Kidney friends in the use of these two kinds of drugs, how to avoid side effects while at the same time as possible in the treatment of kidney disease to play the greatest efficacy?
Take 3 months, creatinine from 210 to 230, need to stop drug?
A patient asked the question yesterday.
When creatinine increases in long-term medication,
The first step is not to stop the drug, but to identify the exact factors leading to creatinine rise. Because of its own condition in the development, it is not necessarily that the creatinine caused by taking medicine increases, and after taking, the level of urine protein and blood pressure is controlled, but it is conducive to the stability of the disease, creatinine value is often relatively stable or even will appear to decline, at this time, can not blindly stop the drug, so as to avoid interruption of treatment scheme leading to the disease repeatedly and deterioration.
Second, if no other factors were identified, it was the increase of creatinine caused by the use of salbutan or pulmonal. Whether to stop the drug needs to see two points: first, the time of the drug use. Take the above patients as an example, the drug began to play a role for 3 months. Early RAS blockers could cause the glomerular outflow artery to expand stronger than the small artery, which would cause glomerular hyperperfusion, affect the blood flow of the kidney and cause the increase of creatinine. With the development of the efficacy, such a situation will also be improved, creatinine will gradually fall back after the rise, generally non irreversible.

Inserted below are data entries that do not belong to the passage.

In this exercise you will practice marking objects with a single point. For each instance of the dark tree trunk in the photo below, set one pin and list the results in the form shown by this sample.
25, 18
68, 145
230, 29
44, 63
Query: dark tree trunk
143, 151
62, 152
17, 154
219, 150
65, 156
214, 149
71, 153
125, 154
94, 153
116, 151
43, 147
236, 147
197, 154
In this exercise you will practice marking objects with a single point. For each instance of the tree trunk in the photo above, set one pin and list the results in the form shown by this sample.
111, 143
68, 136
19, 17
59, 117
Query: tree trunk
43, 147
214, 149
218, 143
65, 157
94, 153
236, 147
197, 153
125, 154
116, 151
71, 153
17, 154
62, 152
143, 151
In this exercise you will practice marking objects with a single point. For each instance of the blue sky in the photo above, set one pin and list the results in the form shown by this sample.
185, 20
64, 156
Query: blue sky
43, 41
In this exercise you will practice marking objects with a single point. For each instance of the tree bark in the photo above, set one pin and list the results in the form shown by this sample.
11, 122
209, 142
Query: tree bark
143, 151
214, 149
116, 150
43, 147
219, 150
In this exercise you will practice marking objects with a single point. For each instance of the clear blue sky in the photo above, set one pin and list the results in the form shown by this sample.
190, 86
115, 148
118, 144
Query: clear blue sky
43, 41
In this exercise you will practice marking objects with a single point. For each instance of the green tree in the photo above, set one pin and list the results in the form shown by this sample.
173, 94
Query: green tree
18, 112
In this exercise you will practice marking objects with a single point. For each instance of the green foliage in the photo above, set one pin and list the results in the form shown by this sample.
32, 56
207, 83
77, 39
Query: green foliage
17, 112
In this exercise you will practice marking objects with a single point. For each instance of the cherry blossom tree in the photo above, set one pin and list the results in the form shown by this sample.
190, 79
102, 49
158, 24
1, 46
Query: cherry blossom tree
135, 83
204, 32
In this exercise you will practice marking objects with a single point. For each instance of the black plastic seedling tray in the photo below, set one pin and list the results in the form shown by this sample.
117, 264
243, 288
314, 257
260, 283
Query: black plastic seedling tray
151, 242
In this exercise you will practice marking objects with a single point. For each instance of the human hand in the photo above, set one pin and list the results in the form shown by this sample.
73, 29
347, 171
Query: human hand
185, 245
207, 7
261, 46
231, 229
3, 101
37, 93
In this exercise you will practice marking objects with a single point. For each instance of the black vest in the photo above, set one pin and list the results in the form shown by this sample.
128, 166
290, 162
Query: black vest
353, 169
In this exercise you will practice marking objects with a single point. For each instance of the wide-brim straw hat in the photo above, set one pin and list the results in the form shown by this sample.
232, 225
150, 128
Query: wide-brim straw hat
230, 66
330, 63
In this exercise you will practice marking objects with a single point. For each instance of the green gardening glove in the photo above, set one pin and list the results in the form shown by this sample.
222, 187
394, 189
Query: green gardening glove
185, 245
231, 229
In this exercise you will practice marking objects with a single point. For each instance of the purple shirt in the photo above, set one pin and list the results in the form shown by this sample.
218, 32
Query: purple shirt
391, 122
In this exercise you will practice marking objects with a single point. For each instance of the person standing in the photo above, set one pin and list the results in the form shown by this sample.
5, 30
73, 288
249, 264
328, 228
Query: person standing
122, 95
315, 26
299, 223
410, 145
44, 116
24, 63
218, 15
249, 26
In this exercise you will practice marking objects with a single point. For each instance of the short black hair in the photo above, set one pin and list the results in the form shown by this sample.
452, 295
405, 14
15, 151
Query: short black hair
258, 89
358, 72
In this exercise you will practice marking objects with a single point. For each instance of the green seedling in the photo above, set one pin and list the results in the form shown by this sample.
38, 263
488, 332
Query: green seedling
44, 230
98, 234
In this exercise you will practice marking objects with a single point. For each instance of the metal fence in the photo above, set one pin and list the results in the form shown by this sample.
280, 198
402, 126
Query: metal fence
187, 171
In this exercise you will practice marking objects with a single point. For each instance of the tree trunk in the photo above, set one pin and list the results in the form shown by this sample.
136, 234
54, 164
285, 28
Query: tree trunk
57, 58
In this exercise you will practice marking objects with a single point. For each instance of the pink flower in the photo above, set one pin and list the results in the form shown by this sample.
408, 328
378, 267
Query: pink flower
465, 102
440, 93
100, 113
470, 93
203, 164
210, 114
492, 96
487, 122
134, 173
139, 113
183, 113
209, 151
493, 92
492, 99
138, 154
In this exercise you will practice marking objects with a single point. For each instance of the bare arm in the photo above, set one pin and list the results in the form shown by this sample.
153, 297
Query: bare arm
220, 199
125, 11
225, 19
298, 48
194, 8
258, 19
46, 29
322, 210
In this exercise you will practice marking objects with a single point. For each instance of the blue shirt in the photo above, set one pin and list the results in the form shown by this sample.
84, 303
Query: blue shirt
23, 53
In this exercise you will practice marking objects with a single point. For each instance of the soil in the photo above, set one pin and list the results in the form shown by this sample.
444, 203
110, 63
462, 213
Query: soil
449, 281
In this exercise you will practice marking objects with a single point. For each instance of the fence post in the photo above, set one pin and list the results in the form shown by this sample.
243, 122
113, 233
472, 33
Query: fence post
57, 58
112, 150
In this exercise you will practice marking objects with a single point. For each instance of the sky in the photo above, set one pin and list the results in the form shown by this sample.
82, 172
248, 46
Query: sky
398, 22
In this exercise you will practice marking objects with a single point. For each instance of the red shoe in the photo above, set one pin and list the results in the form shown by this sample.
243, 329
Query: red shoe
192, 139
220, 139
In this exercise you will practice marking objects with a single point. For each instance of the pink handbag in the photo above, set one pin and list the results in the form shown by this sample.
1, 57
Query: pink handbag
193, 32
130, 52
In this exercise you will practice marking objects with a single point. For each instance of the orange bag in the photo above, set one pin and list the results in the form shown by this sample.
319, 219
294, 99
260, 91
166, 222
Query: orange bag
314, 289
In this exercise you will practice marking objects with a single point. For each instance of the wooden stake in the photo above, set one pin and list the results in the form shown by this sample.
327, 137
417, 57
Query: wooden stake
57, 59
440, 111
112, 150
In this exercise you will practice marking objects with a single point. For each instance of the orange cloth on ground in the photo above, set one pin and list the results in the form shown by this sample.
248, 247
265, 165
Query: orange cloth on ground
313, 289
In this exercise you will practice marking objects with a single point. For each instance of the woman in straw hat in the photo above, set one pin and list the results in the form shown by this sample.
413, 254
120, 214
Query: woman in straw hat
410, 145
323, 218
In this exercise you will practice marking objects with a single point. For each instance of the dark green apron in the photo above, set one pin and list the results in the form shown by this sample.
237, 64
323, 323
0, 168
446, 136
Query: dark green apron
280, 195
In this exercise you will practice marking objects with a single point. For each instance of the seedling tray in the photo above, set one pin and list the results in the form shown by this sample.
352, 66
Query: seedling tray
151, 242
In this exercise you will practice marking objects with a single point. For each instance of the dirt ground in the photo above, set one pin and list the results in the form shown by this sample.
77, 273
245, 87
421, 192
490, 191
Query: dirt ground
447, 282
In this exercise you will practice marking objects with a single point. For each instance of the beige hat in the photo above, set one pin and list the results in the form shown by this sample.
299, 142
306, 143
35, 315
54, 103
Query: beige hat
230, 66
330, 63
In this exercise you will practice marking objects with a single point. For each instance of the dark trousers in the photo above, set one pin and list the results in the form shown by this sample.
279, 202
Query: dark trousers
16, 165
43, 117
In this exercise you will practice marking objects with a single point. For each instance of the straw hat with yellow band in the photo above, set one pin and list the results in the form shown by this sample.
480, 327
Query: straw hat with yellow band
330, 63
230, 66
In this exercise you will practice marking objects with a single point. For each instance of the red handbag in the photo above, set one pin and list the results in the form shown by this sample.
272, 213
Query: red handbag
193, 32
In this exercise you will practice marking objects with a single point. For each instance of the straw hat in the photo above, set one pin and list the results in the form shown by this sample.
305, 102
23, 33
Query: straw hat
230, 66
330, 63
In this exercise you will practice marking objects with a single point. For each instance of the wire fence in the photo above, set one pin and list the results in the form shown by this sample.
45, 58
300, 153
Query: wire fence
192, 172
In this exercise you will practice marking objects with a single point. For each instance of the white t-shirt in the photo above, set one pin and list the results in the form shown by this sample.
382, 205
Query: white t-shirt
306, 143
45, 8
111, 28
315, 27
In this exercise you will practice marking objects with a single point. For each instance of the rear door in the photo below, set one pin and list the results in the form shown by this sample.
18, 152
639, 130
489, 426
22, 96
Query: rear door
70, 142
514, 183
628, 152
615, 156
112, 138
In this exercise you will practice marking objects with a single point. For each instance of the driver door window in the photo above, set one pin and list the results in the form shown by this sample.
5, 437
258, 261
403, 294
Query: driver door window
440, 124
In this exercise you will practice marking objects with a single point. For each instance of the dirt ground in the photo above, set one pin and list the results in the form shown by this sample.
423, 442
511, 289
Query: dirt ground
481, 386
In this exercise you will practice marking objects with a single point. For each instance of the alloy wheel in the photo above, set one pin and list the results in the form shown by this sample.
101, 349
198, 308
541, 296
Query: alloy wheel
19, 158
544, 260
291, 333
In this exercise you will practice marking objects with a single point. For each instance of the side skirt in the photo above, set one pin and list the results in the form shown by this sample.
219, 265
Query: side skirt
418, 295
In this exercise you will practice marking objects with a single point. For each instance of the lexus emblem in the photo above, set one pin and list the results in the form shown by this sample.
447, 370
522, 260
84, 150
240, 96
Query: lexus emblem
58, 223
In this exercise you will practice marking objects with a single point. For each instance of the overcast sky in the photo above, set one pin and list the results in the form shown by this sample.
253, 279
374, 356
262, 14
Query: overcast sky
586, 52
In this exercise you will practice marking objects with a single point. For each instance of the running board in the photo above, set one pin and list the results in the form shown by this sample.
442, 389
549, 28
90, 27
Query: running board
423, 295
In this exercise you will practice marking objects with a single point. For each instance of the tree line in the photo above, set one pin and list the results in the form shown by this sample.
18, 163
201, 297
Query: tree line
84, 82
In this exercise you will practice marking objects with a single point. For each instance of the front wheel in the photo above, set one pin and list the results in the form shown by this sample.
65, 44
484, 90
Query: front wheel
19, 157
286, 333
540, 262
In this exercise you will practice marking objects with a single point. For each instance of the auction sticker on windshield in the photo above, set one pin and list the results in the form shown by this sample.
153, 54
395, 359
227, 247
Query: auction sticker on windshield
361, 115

If creatinine continues to rise, the level of increase should be measured. If it is not more than 20% to 30% of the original, it is not recommended to stop the drug immediately. Creatinine 210 increased to 230, about 9.5%, and in the acceptable control range, renal function would not be damaged. Therefore, it is unnecessary to stop the drug immediately. If the drug is stopped too quickly and there is no other alternative, it will affect the stability of the disease.
Considering the development of the comprehensive condition, if it is more than 20%, it can be observed temporarily, but if it is more than 30%, the dosage can be reduced appropriately to see if creatinine has been eased. Wait until the condition is stable before resuming the dose. The second option is that the drug can be changed. For the same kind of drugs, the dosage ratio is used to change the drug, but this is the best choice.
Actually, the increase of creatinine after taking the drug just shows that the drug has played a good role, but it is a good thing, and kidney friends do not have to have too much psychological burden.
In addition to the problem of creatinine rise, there are also some “minor problems” that interfere with you:
- Blood potassium increased, but hyperkalemia
If it is clear that patients with hyperkalemia are not allowed to take saltam and pulril drugs. Generally, renal dysfunction occurs, creatinine is more than 265, glomerular filtration rate is lower than 45 patients, more attention should be paid to the increase of blood potassium.
Before, patients with creatinine over 265 did not recommend taking these two drugs, but in recent years, the positive treatment effect for delaying renal function was prominent. For patients with kidney disease after 3 stages of kidney disease, their disease deteriorated rapidly, and could be used as kidney protection drugs. But it is necessary to detect the indexes of blood potassium and creatinine.
Therefore, if blood potassium increases, to reach hyperkalemia, drug reduction and drug withdrawal should be considered as the main factor to avoid renal function and cardiovascular damage.
- Significantly lower blood pressure
There are a lot of urine proteins in the early and middle stage of nephrosis, but the renal function damage is not very serious, and there is no renal hypertension. At this time, some kidney friends worry, how to do after taking blood pressure reduction?
The critical value of blood pressure reduction is not less than 90, and the dilation pressure is no less than 60. Some patients may have dizziness and headache after blood pressure is reduced, which can reduce the dosage appropriately, and generally alleviate.
- Cough is serious
Some patients who take pulril will have dry cough, and it is obvious at night, and it is mostly related to bradykinin in the body after taking. If it seriously affects life, you can consider changing it into a sartan type drug.